Notwithstanding classic recordings by Alan Rowlands, Eric Parkin and Daniel Adni, the standard collection of Ireland’s piano music is now Mark Bebbington’s four CDs on Somm. Rebeca Omordia, an academic, who has recently completed her doctoral thesis on this repertoire, has also collaborated with Bebbington.

Her presentations of Ireland, which are by no means mere imitations, reveal fresh beauties in this remarkable music, although the differences in approach are occasionally most apparent. In the luxurious central movement of Ireland’s superb Sonata, marked Non troppo lento, Omordia’s sonorous account is nearly three minutes faster than Bebbington’s, and this necessarily results in a broader, but no less valid, exploration of its landscape. 

One of the stiffest tests for any Ireland pianist is The Scarlet Ceremonies, the coruscating finale of Decorations. For this reviewer, Adni’s clarity remains unsurpassed; but both Bebbington and Omordia find, in their slightly faster pacing, exactly the right improvisatory yet menacing heart of the piece. Omordia also employs more pedal, which surely aids the surmounting of Ireland’s fiendish right-hand figuration. The bubbling rivulets of Amberley Wild Brooks are a joy, the roulades of April are thrown off with confident delicacy, and there is a welcome spring to Bergomask, its curious half-ragtime companion. 

Sarnia, Ireland’s homage to the mysticism of the Channel Islands, is a major work, completed after his rapid departure from Guernsey just before its invasion in 1940. Bebbington’s opening movement is poised and magical, but here Omordia is closer to Adni, summoning darker and more urgent sorcery through richly ominous tones.

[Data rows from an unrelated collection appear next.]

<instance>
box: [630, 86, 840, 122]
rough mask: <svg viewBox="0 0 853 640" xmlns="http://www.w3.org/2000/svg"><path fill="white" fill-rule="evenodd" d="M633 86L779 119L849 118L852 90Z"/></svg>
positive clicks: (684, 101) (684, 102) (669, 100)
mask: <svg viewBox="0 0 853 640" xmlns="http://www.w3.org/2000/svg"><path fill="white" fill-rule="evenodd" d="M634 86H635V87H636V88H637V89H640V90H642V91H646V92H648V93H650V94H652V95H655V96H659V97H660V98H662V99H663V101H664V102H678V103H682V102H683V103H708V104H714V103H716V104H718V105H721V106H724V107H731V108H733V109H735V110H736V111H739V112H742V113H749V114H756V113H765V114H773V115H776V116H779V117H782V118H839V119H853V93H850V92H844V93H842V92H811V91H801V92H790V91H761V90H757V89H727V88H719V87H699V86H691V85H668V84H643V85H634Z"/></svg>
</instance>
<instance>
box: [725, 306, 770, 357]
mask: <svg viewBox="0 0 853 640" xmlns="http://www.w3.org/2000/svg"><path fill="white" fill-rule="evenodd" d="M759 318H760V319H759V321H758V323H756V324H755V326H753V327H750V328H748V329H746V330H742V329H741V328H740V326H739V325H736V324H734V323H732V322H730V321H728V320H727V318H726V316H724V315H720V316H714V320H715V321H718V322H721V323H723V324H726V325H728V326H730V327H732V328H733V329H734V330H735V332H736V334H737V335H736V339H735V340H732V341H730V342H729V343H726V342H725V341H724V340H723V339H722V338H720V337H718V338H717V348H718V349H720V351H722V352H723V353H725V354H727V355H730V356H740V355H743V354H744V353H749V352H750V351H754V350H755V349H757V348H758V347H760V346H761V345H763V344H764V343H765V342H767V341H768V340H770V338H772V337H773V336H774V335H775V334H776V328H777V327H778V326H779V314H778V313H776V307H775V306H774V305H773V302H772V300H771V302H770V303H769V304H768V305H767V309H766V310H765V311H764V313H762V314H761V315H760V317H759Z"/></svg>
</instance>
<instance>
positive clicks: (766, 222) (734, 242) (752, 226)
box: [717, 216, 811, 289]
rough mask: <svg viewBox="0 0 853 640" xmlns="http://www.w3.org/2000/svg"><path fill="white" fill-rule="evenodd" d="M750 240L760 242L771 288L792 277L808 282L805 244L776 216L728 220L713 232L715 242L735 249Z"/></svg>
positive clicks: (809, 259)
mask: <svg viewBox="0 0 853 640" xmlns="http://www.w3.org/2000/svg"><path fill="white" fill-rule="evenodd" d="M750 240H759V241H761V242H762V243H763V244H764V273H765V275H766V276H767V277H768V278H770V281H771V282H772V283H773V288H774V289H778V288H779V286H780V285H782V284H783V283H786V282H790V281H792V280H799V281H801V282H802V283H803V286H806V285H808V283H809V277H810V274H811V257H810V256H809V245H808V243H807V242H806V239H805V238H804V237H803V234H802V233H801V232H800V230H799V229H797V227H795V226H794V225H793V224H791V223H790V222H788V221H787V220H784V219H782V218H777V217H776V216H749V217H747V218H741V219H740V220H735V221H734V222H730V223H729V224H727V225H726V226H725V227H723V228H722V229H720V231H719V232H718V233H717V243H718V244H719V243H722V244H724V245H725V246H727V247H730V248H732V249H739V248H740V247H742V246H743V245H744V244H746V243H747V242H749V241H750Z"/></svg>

We are in no doubt that something wicked this way comes, even if it is clothed in heavy velvet. Omordia also avoids the trap of self-indulgence in the gloriously enticing In a May Morning, relishing its opulence while preserving the lines. The closing Song of the Springtides, essentially a longer look at the shimmering sound-world of The Island Spell, has all the requisite foam-flecked imagery that may be drawn from Ireland’s added-note harmonies and thematic shapes. As a pendant to the recital, there is a fine and shapely performance of the stand-alone Columbine

The disc was recorded in the warm and natural acoustic of Potton Hall Suffolk, and the informative and well-presented booklet is well up to standard. A highly recommended issue, and an excellent introduction to Ireland’s oeuvre.